Zebrafish as a model to study cardiac development and human cardiac disease

Abstract

Over the last decade, the zebrafish has entered the field of cardiovascular research as a new model organism. This is largely due to a number of highly successful small- and large-scale forward genetic screens, which have led to the identification of zebrafish mutants with cardiovascular defects. Genetic mapping and identification of the affected genes have resulted in novel insights into the molecular regulation of vertebrate cardiac development. More recently, the zebrafish has become an attractive model to study the effect of genetic variations identified in patients with cardiovascular defects by candidate gene or whole-genome-association studies. Thanks to an almost entirely sequenced genome and high conservation of gene function compared with humans, the zebrafish has proved highly informative to express and study human disease-related gene variants, providing novel insights into human cardiovascular disease mechanisms, and highlighting the suitability of the zebrafish as an excellent model to study human cardiovascular diseases. In this review, I discuss recent discoveries in the field of cardiac development and specific cases in which the zebrafish has been used to model human congenital and acquired cardiac diseases.

Figure 1

Stages of cardiac development. (A) At 5 h post fertilization (hpf) the blastula (white) covers approximately 50% of the large yolk cell (yellow). At this stage, cardiac progenitor cells are located bilaterally in the lateral marginal zone. Atrial progenitor cells (pink) are located more ventrally than the ventricle progenitor cells (light blue). During gastrulation, the cardiac progenitor cells move dorsally towards the mid-line to end up in the anterior later plate mesoderm (ALPM). Cardiogenic differentiation is initiated in the future ventricle myocardial cells by the expression of cardiac myosins (purple) at the 12-somite stage.

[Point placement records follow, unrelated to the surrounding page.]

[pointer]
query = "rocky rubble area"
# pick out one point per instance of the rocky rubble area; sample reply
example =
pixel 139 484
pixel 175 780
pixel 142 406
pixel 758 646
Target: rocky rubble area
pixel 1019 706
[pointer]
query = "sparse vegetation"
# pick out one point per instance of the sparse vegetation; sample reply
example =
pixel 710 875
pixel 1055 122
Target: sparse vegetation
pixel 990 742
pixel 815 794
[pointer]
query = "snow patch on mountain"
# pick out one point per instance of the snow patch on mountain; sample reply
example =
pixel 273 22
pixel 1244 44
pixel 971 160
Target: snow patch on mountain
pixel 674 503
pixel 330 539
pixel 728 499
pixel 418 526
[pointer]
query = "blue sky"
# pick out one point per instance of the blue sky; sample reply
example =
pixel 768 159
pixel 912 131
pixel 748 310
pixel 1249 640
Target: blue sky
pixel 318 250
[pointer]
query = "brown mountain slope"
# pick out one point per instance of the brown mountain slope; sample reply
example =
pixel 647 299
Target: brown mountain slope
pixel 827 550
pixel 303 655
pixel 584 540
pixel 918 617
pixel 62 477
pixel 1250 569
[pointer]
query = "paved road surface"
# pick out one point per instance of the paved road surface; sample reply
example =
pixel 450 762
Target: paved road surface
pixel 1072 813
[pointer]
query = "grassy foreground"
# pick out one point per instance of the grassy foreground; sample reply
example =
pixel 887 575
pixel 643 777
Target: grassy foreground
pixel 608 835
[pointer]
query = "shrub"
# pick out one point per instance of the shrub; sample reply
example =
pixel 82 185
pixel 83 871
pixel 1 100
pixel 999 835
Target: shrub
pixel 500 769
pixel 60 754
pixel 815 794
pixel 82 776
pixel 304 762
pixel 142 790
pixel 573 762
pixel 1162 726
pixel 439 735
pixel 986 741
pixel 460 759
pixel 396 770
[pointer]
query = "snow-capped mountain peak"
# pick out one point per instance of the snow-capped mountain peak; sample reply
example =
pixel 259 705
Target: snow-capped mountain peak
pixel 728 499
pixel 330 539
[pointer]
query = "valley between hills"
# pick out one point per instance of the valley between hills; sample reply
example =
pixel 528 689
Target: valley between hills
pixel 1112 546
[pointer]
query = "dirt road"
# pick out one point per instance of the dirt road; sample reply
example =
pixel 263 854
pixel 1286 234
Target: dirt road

During mid- and late-somite stages, the myocardial tissue expands by continuous cardiogenic differentiation into more lateral regions of the ALPM by the cardiogenic differentiation of future atrial myocytes (orange; venous differentiation). Whilst the endocardial cells (light green) have already migrated from the ALPM towards the mid-line, myocardial cells follow this behaviour slightly later. When the bilateral heart fields fuse at the mid-line, they form a cardiac disc structure with the endocardial cells within the hole at the centre, ventricular myocytes at the circumference and atrial myocytes at the periphery of the disc (D). Cardiac morphogenesis transforms the cardiac disc into a cardiac tube. The endocardium forms the inner lining of the myocardial tube. (E) At 28 hpf, the linear heart tube has formed, with the venous pole located at the anterior left and the arterial pole fixed at the mid-line. (F) Cardiogenic differentiation continues at the arterial pole, and as a result new cardiomyocytes are added to this region (purple gradient). At 36 hpf, cardiac looping has started, with a displacement of the ventricle towards the mid-line, and the constriction at the position of the AV canal is first visible (F). The heart tube continuous to loop and forms an S-shaped loop (G). Ellipsoid extra-cardiac pro-epicardial cells (brown) are located near the AV canal (yellow), from where they start to cover the myocardium with an epicardial layer. The pacemaker is present in the inner curvature of the atrium near the venous pole (dark green).

Figure 2

Heart morphogenesis. Dorsal views (A–C, G, and H) and cross-sections (D–F) of the heart field are shown at three different stages: 23 somites or 20.5 hpf (A,D, and G), 25 somites or 22 hpf (B,E, and H) and 24 hpf (C,F, and I). (A–C) Double-labelling in situ hybridization with ventricle myosin heavy chain (vmhc, red) and atrial myosin heavy chain (amhc/myh6, blue) probes. (D–F) Cross-sections after in situ hybridization with a cmlc2/myl7 probe (D and E) or a lefty2 probe (blue) with an anti-tropomyosin antibody (brown). (G–I) Projections of confocal stacks made from a living Tg(cmlc2:eGFP) embryo. Tracking of individual myocytes was performed, and four examples are shown as yellow dots. After fusion of the bilateral heart fields, a cardiac disc is formed, which is located ventrally to the neural tube and endoderm (A,D, and G). The future ventricle cells (blue cells in A and B) are located in the central region of the disc, where they start to form a cone due to an involution of the tissue at the right side (dashed arrows in B and E). The future atrial cells (blue in A and B) are located at the periphery of the disc. These cells are displaced towards the anterior left and cause the future venous pole to rotate in a clockwise direction (arrows in B, H, and I). Owing to the involution process and rotation processes, the left cardiac field will form the dorsal wall of the heart tube, indicated by lefty2 expression in F. The myocytes derived from the right cardiac field will form the ventral wall of the cardiac tube (lefty-negative cells in F). When the myocardial tube has formed, it will extent anteriorly by a thus far unidentified process.